Verweerder heeft het verzoek van eiser van 20 augustus 2019 voor een deel afgewezen omdat dit volgens verweerder een noodzakelijke en evenredige maatregel is ter vermijding van nadelige gevolgen voor ‘de voorkoming, de opsporing’. Naar aanleiding van die omschrijving stelt de rechtbank vast dat het gaat om de weigeringsgrond als bedoeld in artikel 27, eerste lid, aanhef en onder b, van de Wpg (en niet de onder a van dit artikellid bedoelde weigeringsgrond, wat een kennelijke verschrijving in het bestreden besluit is). De volledige tekst van artikel 27, eerste lid, aanhef en onder b, van de Wpg luidt:
“Een verzoek als bedoeld in de artikelen 25, eerste lid, en 28, eerste en tweede lid, wordt afgewezen voor zover dit een noodzakelijke en evenredige maatregel is ter vermijding van nadelige gevolgen voor de voorkoming, de opsporing, het onderzoek en de vervolging van strafbare feiten of de tenuitvoerlegging van straffen.”
2.2.2.
Verweerder heeft zich naar het oordeel van de rechtbank terecht op het standpunt gesteld dat het opsporingsbelang zich ten tijde van het bestreden besluit verzette tegen de door eiser gewenste motivering per onderdeel. Als verweerder deze motivering zou moeten verstrekken, zou eiser op deze wijze – alsnog – op de hoogte kunnen raken van informatie over lopende onderzoeken op een moment waarop dat nog niet wenselijk was, bijvoorbeeld omdat hij nog moest worden gehoord.
2.2.3.
Een andere vraag is of eiser, nadat verweerder op 4 februari 2020 tot onbeperkte kennisneming had besloten, er recht op had te vernemen van welke stukken destijds de kennisneming was geweigerd. Verweerder heeft hierover ter zitting verklaard dat eiser bij de kennisneming op 18 februari 2020 had kunnen vragen welke gegevens het betreft. Eiser heeft gesteld dat hij dit – tevergeefs – ook heeft gedaan. Wat hier ook van zij, deze vraag ziet niet op de rechtmatigheid van het bestreden besluit en gaat daarom het bestek van dit beroep te buiten.
2.2.4.
Ook het betoog van eiser dat hij bij de inzage op 18 februari 2020 niet alle gegevens heeft kunnen inzien, valt buiten het bestek van dit beroep.
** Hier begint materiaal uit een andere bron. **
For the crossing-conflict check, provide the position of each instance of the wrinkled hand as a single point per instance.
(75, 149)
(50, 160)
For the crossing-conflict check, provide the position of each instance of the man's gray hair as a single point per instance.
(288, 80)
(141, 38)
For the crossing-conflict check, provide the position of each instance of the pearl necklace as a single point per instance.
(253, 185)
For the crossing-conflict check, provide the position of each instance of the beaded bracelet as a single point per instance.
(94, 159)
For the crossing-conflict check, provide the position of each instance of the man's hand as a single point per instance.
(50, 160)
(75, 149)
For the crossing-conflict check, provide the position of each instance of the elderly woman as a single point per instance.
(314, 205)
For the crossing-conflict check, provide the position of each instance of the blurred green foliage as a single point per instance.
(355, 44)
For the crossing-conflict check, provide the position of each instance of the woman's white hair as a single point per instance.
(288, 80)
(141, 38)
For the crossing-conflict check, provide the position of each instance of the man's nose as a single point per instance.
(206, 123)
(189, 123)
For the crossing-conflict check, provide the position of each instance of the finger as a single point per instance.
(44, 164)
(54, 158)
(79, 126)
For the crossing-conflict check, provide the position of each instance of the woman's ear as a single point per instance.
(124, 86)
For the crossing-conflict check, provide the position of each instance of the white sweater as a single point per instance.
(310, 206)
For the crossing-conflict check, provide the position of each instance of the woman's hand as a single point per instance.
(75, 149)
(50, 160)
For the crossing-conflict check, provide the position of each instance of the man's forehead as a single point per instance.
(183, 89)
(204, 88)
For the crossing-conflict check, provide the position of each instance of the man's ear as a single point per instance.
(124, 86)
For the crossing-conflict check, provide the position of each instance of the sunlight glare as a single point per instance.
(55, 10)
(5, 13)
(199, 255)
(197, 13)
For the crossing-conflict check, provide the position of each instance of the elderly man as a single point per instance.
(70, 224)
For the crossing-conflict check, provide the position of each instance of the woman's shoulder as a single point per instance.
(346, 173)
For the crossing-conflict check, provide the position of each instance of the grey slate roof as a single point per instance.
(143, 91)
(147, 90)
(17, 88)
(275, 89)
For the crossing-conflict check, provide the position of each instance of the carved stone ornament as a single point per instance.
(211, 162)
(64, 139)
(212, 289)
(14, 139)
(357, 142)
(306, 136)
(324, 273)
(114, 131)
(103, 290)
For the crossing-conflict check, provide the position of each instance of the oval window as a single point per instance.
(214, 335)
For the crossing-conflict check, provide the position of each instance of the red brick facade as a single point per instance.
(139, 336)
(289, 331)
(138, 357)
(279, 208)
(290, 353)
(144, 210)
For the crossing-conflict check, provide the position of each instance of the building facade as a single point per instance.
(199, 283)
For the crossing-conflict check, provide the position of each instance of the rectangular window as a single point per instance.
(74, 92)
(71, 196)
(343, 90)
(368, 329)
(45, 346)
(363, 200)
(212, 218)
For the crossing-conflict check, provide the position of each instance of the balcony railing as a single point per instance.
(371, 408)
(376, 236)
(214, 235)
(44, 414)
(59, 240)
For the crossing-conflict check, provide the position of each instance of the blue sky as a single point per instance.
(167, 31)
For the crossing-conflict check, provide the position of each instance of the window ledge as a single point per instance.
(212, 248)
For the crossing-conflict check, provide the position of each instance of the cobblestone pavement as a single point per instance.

Dit betoog heeft immers betrekking op het besluit van 4 februari 2020, althans op de uitvoering van dit besluit.
2.3.
Over het betoog van eiser dat niet duidelijk is hoe de belangenafweging heeft plaatsgevonden, overweegt de rechtbank dat artikel 27, eerste lid, van de Wpg, gelet op het dwingende karakter van dit artikel, geen ruimte biedt voor een belangenafweging (zie de uitspraak van de Afdeling van 28 januari 2015, ECLI:NL:RVS:2015:224). Het betoog slaagt dus niet.
Slotsom
3. Het beroep is ongegrond.
Proceskosten
4. Voor een proceskostenveroordeling bestaat geen aanleiding.

Beslissing

De rechtbank verklaart het beroep ongegrond.
Deze uitspraak is gedaan door mr. S. Veling, rechter, in aanwezigheid van mr. A. Gerde, griffier. De uitspraak is uitgesproken in het openbaar op 17 juni 2021.
De griffier is buiten staat
De rechter is verhinderd te tekenen
griffier
rechter
Een afschrift van deze uitspraak is verzonden aan partijen op:

Bent u het niet eens met deze uitspraak?

Als u het niet eens bent met deze uitspraak, kunt u een brief sturen naar de Afdeling bestuursrechtspraak van de Raad van State waarin u uitlegt waarom u het er niet mee eens bent. Dit heet een beroepschrift. U moet dit beroepschrift indienen binnen 6 weken na de dag waarop deze uitspraak is verzonden. U ziet deze datum hierboven.